Anand Classes provides reliable, exam-focused NCERT Solutions for Matrices Exercise 3.1 of Class 12 Math Chapter-3, helping students strengthen their fundamentals through clear explanations and step-by-step solutions. These well-structured notes are designed to support CBSE board exam preparation and enhance conceptual understanding with accuracy and simplicity. Ideal for students aiming for high marks, this Matrices Exercise 3.1 PDF ensures complete clarity for all important topics and formulas.

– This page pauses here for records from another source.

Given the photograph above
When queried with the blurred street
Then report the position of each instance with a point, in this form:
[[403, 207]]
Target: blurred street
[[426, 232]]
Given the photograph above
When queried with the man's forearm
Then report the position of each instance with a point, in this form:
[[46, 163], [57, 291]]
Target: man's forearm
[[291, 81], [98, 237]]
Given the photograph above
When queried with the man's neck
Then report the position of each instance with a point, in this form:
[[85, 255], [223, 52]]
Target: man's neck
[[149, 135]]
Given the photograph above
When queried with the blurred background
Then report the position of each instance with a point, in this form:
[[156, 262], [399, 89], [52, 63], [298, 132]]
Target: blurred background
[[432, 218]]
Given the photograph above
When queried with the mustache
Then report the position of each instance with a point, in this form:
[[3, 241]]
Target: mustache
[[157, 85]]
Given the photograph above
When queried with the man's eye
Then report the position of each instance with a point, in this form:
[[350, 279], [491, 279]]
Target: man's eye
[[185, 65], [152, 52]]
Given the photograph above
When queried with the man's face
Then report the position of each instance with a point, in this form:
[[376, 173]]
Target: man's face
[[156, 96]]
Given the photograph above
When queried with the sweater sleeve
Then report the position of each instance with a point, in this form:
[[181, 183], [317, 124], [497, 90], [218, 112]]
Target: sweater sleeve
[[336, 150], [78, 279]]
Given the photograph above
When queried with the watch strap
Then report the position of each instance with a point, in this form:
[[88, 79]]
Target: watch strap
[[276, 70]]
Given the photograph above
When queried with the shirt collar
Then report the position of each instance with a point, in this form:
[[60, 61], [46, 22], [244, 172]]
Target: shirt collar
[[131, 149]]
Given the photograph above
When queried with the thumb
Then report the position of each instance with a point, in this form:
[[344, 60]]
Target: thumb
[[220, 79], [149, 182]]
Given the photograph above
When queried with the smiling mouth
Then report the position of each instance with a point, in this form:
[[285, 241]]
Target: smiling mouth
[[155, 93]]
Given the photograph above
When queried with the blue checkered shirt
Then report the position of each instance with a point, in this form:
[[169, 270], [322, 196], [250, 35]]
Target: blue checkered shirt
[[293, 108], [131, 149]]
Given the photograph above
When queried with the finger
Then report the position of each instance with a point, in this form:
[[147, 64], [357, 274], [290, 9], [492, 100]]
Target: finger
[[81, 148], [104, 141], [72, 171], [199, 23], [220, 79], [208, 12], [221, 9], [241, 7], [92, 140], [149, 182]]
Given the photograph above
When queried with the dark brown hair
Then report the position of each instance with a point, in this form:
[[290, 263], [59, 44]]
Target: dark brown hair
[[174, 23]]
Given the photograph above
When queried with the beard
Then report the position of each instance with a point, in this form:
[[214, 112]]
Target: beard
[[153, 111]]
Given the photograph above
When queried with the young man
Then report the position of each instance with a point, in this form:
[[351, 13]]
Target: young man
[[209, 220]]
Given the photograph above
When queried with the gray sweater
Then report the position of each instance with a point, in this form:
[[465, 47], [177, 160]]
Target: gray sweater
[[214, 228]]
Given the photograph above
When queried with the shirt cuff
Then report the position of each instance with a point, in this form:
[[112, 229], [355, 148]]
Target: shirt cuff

Click the print button to download study material and notes.
NCERT Question.6 (i) : Find the values of $x$, $y$, and $z$ from the equation of matrices:
$$
\begin{bmatrix}
4 & 3\\
x & 5
\end{bmatrix}=
\begin{bmatrix}
y & z\\
1 & 5
\end{bmatrix}
$$
Solution :
When two matrices are equal, their corresponding entries are equal.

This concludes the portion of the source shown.